I don't know if it would be fair to call Edwards a bad teacher, as he made no attempt at teaching the entire semester. (You can't judge that which doesn't exist!) After a diagnostic test that the class didn't do so hot on, he gave us this bizarre lecture about how we should have been practicing our counterpoint every day over the summer. We then proceeded to spend the rest of the semester reviewing stuff from Diatonic. What this meant was that we would spend the entire class doing exercises--stuff that one would think would be, oh, I don't know, homework--while he and the TA walked around and checked them. Then one day we broke from that mold and discussed a Bach piece, he would literally stand there for 20 minutes waiting for someone to talk rather than guide the discussion. Oh, and best of all, he canceled class for the entire last month of the semester (!!!) so we could work on our final projects. This would lead one to believe that the final project was very difficult. One would be sadly mistaken. You had the choice of either a composition or an analysis. The composition was just writing a new Goldberg variation, something anyone who's been through Diatonic could do in a couple of hours. As for the analysis... well, when he handed it out in class, he said simply, "analyze this piece." But when I went to his office hours and asked him what exactly it was he wanted us to do, he seemed unable to provide me with any guidance. "Well, do you want a paper?" "Yes, you could write a paper." (awkward pause) "Um, OK, thanks, Prof.
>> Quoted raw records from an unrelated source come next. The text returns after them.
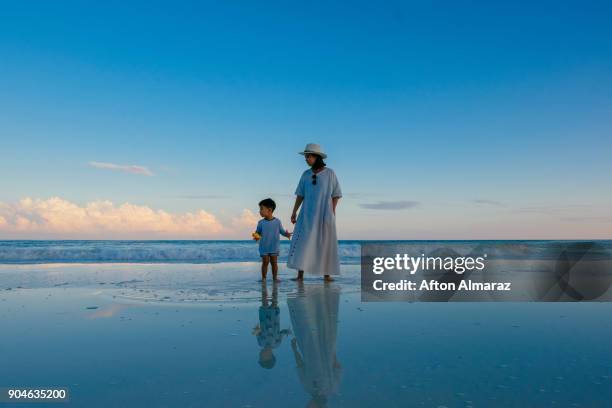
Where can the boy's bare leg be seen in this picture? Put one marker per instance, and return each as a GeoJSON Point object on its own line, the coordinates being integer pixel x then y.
{"type": "Point", "coordinates": [300, 276]}
{"type": "Point", "coordinates": [273, 261]}
{"type": "Point", "coordinates": [265, 260]}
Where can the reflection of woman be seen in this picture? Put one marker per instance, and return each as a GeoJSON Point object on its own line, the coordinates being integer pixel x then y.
{"type": "Point", "coordinates": [314, 317]}
{"type": "Point", "coordinates": [314, 246]}
{"type": "Point", "coordinates": [268, 332]}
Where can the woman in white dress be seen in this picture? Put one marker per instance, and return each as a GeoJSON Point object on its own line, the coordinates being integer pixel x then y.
{"type": "Point", "coordinates": [314, 245]}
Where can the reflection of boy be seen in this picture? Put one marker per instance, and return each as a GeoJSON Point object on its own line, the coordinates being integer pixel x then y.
{"type": "Point", "coordinates": [268, 332]}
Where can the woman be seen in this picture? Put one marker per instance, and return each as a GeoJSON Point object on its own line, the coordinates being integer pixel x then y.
{"type": "Point", "coordinates": [314, 245]}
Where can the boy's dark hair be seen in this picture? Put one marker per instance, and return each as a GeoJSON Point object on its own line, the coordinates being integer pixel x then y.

Edwards." This class is a pathetic, bewildering waste of tuition money. Edwards is the adviser for the department, so it's not a good idea to switch out midyear unless you have a scheduling conflict--so TAKE CURRIER BOTH SEMESTERS. On the upside, Edwards is the nicest guy in the world, always available to meet with students, and if you're looking for an easy A, they don't come any easier...but damn, I feel ripped off.